Прошло много времени, по крайней мере костер успел потухнуть, а луна – проделать изрядную часть своего пути вслед за солнцем на запад, прежде чем Конана разбудили таинственные звуки, шедшие из темноты: едва различимые из-за журчания ручья шорох и присвистывания.

Проснувшись, Конан продолжал лежать неподвижно. Затем, плотно сжав рукоятку лежавшего рядом с ним ножа, он осторожно повернул голову, пытаясь рассмотреть непрошеных гостей.

Судя но запаху, они вполне могли оказаться овцами. Когда киммериец рассмотрел движущиеся в темноте тени, он поначалу утвердился в своих предположениях, но затем его насторожило то, насколько безмолвно двигались эти «овцы». Ни блеяния, ни стука копыт по камням не доносилось до его ушей. А кроме того, в их передвижениях было слишком много целеустремленности для примитивной скотины: неведомые создания явно намеревались окружить лагерь Конана.

Вдруг его верблюд проснулся и сердито запыхтел и зафыркал.
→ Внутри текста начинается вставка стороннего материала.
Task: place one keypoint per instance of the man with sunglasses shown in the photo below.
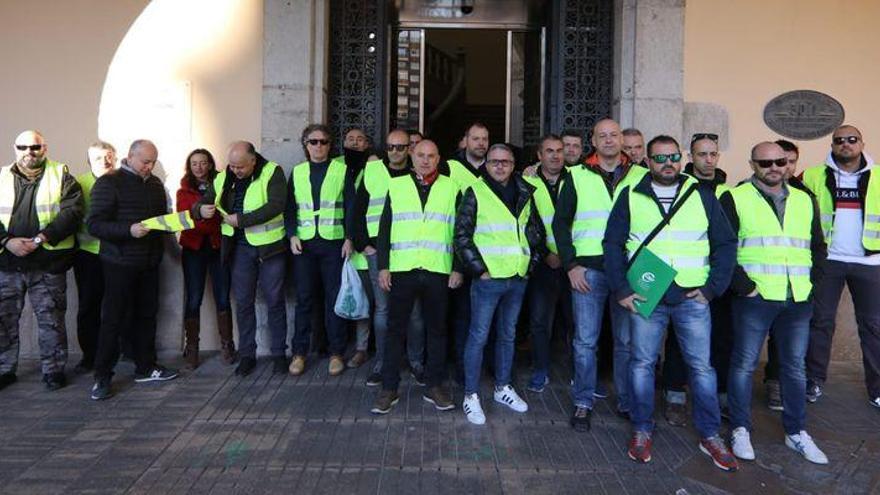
(847, 188)
(372, 188)
(780, 251)
(585, 200)
(499, 237)
(684, 226)
(704, 155)
(318, 222)
(41, 206)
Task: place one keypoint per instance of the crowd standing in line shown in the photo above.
(450, 250)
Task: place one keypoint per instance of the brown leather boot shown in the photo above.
(227, 344)
(191, 348)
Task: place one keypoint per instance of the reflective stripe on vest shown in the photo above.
(86, 241)
(594, 206)
(814, 179)
(499, 236)
(421, 238)
(327, 222)
(546, 208)
(256, 196)
(683, 243)
(461, 174)
(775, 257)
(47, 200)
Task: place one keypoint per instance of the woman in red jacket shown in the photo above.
(201, 255)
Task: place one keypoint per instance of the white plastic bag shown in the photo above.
(351, 302)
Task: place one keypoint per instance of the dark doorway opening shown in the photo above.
(465, 82)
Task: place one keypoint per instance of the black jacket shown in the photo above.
(360, 236)
(383, 239)
(24, 223)
(722, 245)
(466, 219)
(120, 199)
(273, 207)
(741, 284)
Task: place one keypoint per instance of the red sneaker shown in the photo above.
(640, 447)
(715, 448)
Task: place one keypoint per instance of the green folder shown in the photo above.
(649, 276)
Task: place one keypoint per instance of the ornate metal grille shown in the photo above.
(358, 54)
(582, 63)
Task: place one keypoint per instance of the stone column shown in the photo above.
(295, 45)
(649, 61)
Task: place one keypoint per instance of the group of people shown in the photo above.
(450, 250)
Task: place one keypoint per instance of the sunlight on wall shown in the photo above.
(187, 75)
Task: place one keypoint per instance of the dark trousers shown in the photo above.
(675, 371)
(548, 297)
(319, 263)
(196, 267)
(89, 278)
(247, 270)
(432, 290)
(863, 282)
(131, 301)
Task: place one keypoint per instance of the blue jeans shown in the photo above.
(196, 267)
(752, 319)
(693, 329)
(247, 270)
(588, 310)
(486, 294)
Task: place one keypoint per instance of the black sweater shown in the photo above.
(120, 199)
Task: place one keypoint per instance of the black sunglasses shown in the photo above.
(779, 162)
(848, 139)
(25, 147)
(704, 135)
(661, 158)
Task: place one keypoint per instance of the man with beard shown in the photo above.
(848, 191)
(40, 209)
(781, 248)
(667, 213)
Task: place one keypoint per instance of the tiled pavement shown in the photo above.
(210, 432)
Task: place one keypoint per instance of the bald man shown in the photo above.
(781, 247)
(41, 206)
(582, 210)
(415, 261)
(130, 255)
(250, 196)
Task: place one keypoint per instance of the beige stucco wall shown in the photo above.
(739, 55)
(742, 54)
(58, 56)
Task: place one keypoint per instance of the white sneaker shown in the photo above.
(803, 444)
(473, 411)
(741, 444)
(507, 395)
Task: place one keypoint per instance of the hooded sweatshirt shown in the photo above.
(846, 239)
Но стоило ему подняться как несколько теней совсем не по-овечьи метнулись к нему: встав на две конечности, они пытались завалить животное на бок, чтобы не дать ему уйти.
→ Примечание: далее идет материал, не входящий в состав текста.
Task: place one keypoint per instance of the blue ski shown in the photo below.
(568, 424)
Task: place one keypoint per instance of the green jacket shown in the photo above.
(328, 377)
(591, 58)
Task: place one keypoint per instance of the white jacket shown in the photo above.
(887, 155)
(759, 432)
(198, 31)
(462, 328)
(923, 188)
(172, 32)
Перекатившись с боку на бок, Конан вскочил и одним взмахом ножа перерезал веревку, удерживавшую верблюда на месте, предоставив ему самому спасаться бегством от нападающих. Развернувшись лицом к нападавшим, остановившимся в нескольких шагах от него, киммериец наконец рассмотрел их.

Больше всего они походили на обезьян, ставших на задние ноги. Грязные хламиды, затянутые на поясе, составляли их одежду. Но не только это напоминало об их родстве с людьми: явно совместная деятельность, крики, походившие на какой-то примитивный язык. Не все их тело было покрыто шерстью, а кроме того, и это сейчас больше всего беспокоило Конана, они знали, что такое оружие. Многие стояли, держа в руках камни, кое-где мелькали булыжники, привязанные к палкам, – подобие булавы или топора.
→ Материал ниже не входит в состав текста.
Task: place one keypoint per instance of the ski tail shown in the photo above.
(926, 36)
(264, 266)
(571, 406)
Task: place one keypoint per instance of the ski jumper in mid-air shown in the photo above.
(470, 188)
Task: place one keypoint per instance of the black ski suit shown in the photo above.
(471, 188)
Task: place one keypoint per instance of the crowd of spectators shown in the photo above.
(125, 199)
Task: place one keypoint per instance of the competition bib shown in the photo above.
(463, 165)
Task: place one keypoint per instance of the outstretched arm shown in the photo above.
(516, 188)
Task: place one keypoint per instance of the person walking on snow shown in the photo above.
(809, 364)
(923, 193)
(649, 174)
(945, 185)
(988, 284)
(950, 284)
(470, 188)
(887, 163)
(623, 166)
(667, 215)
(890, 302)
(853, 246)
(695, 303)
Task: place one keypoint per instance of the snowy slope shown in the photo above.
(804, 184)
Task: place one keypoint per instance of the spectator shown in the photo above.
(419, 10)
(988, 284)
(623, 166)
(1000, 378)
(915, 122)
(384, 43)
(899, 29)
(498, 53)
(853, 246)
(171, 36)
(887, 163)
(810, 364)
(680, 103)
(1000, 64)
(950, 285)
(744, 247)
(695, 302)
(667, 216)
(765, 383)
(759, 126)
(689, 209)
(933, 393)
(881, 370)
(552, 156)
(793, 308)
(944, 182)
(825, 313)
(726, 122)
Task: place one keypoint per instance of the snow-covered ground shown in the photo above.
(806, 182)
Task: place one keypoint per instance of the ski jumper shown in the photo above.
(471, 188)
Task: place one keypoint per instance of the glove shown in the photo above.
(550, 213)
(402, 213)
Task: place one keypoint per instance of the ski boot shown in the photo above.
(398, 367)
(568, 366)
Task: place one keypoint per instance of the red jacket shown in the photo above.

В темноте их лица, выглядывавшие из-под грязных волос, больше походили на обезьяньи. Длинные но неровные ряды зубов вырисовывались за бесформенными губами, покрытыми, как и вся их кожа, язвами и струпьями.

Почувствовав свободу, верблюд несколько раз лягнул наседавших на него уродцев, укусил кого успел и, разбросав их, скрылся в темноте. Тогда внимание обезьяноподобных существ обратилось на Конана. Киммериец схватил с земли одеяло и обмотал им руку, чтобы смягчить ожидаемые удары.

Когда несколько созданий бросились на него, он отбил удар палкой, а затем сильно пнул первого из нападавших ногой в пах. Второй получил скользящий удар ножом в бок и покатился по земле, зажимая руками рану. Не глядя на него, Конан двинул в лицо рукоятью ножа третьему, замахнувшемуся топором.

Остальные человекообразные, помешкав немного, бросились на Конана все одновременно – некоторые дико размахивали камнями, то и дело нанося ощутимые удары своим товарищам. Острые когти вцепились в волосы и одежду Конана. Их хватка оказалась неожиданно крепкой. Оскаленные пасти, источающие зловонное дыхание, закружились перед его лицом. На фоне луны мелькнул занесенный топор. Конан успел обратить внимание, что на руке, державшей оружие, было слишком много пальцев. Удар его клинка рассек кисть пополам, но даже на той части, что упала на камни, по-прежнему сжимая оружие, пальцев оставалось явно больше пяти.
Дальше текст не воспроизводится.